Statutory PSHE education recommended by Commons Education Committee
The PSHE Association has warmly welcomed the recommendations published in today’s Education Committee report on PSHE education, a significant milestone in the journey towards a statutory entitlement to the subject for all school pupils. The ‘Life Lessons’ report, which will be sent to the Department for Education for consideration, makes a number of key recommendations, including:
- The Department for Education should develop a work plan for introducing PSHE and SRE as statutory subjects in primary and secondary schools.
- The funding of continuous professional development for PSHE teachers and school nurses should be reinstated.
- Ofsted should resume its regular subject surveys of PSHE provision.
- The statutory requirement should have minimal prescription content to ensure that schools have flexibility to respond to local needs and priorities.
- SRE should be renamed Relationships and Sex Education (RSE) to emphasise the relationships element of the subject.
- All schools should be required to run a regular consultation with parents on their SRE provision.
- The parental right to withdraw their child from elements of SRE should be retained.
- The Government should endorse the SRE guidance produced by Brook, the Sex Education Forum and the PSHE Association and promote this more actively to schools and governors.

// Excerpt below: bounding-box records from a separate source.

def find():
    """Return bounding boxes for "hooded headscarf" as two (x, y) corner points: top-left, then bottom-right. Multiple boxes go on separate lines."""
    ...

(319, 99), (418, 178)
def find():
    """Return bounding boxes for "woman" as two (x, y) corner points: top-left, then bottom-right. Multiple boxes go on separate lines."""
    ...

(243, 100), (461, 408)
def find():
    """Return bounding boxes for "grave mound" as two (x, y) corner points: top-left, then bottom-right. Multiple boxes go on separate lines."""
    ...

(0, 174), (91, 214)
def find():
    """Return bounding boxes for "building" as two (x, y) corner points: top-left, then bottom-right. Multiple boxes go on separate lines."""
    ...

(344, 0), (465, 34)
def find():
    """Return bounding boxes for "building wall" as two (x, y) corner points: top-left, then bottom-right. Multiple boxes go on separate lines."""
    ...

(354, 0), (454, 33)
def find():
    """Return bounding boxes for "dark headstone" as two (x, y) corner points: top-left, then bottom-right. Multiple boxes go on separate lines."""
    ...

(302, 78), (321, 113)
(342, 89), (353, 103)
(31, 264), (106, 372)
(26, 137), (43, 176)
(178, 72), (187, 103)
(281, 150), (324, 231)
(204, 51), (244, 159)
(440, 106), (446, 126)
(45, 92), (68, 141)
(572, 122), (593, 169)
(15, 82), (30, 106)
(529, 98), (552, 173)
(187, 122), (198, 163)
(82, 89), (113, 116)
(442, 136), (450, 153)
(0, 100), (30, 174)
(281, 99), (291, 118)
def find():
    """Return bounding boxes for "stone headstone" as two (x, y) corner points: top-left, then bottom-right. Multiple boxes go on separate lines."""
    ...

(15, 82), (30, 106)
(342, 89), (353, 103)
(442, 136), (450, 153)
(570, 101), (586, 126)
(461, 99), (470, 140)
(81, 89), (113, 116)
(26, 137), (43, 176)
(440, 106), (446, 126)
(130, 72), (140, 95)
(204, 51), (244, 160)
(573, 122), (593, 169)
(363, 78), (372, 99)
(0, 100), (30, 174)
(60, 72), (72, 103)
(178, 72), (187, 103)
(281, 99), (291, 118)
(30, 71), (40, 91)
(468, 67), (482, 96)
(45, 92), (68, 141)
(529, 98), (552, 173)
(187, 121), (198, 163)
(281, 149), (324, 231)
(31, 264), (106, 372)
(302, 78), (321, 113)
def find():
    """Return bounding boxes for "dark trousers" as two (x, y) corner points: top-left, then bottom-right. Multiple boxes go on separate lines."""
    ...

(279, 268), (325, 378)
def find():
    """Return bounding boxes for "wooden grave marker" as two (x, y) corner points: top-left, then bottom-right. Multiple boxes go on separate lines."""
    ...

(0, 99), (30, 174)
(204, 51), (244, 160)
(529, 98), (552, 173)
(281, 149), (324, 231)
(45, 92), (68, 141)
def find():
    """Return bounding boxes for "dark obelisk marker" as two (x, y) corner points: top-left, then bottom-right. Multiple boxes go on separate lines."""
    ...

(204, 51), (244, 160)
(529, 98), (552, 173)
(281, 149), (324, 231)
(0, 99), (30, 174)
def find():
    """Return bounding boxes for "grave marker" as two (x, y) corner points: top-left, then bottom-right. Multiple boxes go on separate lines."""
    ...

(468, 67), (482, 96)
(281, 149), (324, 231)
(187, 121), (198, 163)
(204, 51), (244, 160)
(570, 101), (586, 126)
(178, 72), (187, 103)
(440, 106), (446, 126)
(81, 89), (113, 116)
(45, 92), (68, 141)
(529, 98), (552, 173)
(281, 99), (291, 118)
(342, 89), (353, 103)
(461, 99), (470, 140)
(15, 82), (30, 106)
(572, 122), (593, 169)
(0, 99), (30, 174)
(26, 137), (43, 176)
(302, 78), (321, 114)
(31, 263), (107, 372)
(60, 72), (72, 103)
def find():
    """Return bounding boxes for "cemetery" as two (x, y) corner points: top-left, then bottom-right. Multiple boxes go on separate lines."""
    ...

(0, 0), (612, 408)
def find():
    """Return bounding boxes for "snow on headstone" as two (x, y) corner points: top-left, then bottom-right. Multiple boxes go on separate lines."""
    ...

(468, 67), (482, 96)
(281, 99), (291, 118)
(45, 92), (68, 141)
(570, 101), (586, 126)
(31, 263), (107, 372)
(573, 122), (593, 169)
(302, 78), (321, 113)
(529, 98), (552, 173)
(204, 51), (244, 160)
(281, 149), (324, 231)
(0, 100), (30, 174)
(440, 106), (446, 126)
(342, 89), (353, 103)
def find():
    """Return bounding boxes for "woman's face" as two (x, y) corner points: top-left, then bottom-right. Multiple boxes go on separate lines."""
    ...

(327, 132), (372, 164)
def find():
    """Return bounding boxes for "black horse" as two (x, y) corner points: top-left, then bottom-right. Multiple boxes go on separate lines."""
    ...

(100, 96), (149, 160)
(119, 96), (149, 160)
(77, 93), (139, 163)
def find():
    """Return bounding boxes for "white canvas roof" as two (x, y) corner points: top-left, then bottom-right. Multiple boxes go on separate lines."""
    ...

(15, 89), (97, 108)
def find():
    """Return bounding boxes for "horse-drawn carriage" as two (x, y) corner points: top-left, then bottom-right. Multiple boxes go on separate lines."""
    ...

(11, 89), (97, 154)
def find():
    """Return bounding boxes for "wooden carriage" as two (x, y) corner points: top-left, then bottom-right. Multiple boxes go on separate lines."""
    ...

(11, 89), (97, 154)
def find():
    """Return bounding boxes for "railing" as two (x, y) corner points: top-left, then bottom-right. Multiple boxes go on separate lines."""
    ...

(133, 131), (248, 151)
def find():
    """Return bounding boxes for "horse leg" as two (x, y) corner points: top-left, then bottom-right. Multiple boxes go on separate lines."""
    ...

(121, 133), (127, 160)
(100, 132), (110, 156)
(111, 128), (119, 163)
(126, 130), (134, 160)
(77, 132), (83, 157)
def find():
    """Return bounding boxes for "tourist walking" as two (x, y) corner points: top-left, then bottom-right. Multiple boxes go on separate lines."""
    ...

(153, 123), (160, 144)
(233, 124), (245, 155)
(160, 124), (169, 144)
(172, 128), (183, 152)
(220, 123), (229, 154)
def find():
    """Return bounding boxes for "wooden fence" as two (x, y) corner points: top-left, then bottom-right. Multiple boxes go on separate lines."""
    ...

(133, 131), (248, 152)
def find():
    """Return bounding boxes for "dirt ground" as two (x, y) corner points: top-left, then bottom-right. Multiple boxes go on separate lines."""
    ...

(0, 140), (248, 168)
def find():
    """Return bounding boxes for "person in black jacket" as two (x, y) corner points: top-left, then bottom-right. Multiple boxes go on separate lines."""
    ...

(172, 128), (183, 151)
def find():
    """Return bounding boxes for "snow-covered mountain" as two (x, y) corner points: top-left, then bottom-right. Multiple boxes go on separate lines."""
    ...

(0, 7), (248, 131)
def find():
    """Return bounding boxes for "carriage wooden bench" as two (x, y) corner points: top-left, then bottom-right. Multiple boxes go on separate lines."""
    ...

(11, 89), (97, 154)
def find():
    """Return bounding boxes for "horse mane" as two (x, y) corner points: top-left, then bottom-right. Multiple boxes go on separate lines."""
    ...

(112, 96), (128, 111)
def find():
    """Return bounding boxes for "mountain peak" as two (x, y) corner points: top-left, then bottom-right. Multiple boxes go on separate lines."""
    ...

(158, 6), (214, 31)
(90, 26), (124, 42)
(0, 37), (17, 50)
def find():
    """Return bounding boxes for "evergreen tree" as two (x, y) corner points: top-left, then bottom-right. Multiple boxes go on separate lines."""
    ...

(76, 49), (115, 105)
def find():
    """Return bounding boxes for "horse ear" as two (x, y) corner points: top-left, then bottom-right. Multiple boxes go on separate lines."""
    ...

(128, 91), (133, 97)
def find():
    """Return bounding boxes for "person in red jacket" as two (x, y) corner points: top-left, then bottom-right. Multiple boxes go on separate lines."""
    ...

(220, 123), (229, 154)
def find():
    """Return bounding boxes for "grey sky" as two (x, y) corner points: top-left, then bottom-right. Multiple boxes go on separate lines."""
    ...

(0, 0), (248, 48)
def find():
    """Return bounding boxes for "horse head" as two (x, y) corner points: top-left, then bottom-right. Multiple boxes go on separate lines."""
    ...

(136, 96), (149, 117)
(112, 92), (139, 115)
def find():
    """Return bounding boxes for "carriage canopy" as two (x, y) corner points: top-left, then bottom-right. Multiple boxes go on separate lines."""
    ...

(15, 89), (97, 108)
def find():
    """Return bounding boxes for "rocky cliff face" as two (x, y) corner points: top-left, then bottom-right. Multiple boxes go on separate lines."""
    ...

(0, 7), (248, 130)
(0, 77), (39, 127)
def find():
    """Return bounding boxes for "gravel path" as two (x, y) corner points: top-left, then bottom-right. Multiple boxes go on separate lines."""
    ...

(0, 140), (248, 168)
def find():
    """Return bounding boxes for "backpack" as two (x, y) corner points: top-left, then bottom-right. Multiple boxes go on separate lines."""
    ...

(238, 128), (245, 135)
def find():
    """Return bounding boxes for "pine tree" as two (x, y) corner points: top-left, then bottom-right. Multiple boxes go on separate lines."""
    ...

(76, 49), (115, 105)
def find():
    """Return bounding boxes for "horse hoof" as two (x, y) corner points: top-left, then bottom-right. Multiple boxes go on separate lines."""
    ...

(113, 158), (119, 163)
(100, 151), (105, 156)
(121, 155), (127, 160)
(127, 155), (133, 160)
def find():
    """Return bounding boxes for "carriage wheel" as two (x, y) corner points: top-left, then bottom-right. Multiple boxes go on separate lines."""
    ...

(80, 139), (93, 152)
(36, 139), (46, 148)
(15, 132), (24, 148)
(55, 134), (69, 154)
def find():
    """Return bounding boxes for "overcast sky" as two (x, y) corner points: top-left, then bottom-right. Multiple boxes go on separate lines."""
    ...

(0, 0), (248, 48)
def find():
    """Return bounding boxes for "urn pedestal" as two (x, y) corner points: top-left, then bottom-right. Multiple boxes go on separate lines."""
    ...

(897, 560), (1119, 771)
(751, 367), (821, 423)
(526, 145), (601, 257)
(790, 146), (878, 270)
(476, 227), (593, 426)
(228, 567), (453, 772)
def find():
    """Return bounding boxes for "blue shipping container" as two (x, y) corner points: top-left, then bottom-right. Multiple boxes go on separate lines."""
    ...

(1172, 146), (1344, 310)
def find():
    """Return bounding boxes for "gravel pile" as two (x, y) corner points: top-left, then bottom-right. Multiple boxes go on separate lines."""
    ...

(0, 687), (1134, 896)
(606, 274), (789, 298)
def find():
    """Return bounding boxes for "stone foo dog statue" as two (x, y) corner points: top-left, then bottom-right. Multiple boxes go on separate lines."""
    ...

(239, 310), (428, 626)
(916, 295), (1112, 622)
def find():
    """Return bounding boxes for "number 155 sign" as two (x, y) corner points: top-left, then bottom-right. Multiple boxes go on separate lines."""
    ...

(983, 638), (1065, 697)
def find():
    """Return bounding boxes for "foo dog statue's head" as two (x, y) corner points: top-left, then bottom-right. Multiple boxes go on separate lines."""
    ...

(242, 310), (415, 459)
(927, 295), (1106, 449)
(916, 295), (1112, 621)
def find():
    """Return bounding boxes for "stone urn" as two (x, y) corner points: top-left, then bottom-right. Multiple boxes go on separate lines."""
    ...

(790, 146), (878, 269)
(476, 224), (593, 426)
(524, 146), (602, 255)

PSHE Association Chief Executive Joe Hayman said:
“This is a huge step forward: we warmly welcome such endorsement for statutory PSHE from such a highly influential committee. We are hugely grateful for the support of our members in putting our case together and we are delighted that the Committee has listened.”
“Statutory status for PSHE would have a massive impact on all schools and is supported by 87% of parents, 88% of teachers, 85% of business leaders, five Royal Medical Colleges, two royal societies and over one hundred expert organisations.”
“Four recent inquiries into child sexual exploitation have also called for this learning to be compulsory in schools to keep children safe, while the Office of the Children’s Commissioner has expressed concern in today's 'Inquiry into Child Sexual Exploitation in Gangs and Groups: One year on' report that its recommendation that PSHE is made statutory has not been adopted by Government.”
“We were particularly pleased that the Committee listened to young people when taking evidence: hundreds of thousands of young people have voted to make ‘a Curriculum which prepares us for Life’ a UK Youth Parliament campaign priority for two years in a row.”
“We now call on Ministers to urgently review their position in light of the overwhelming need for statutory PSHE, and the widespread support including that expressed by the Education Select Committee. We will keep members closely updated on developments in the weeks ahead.”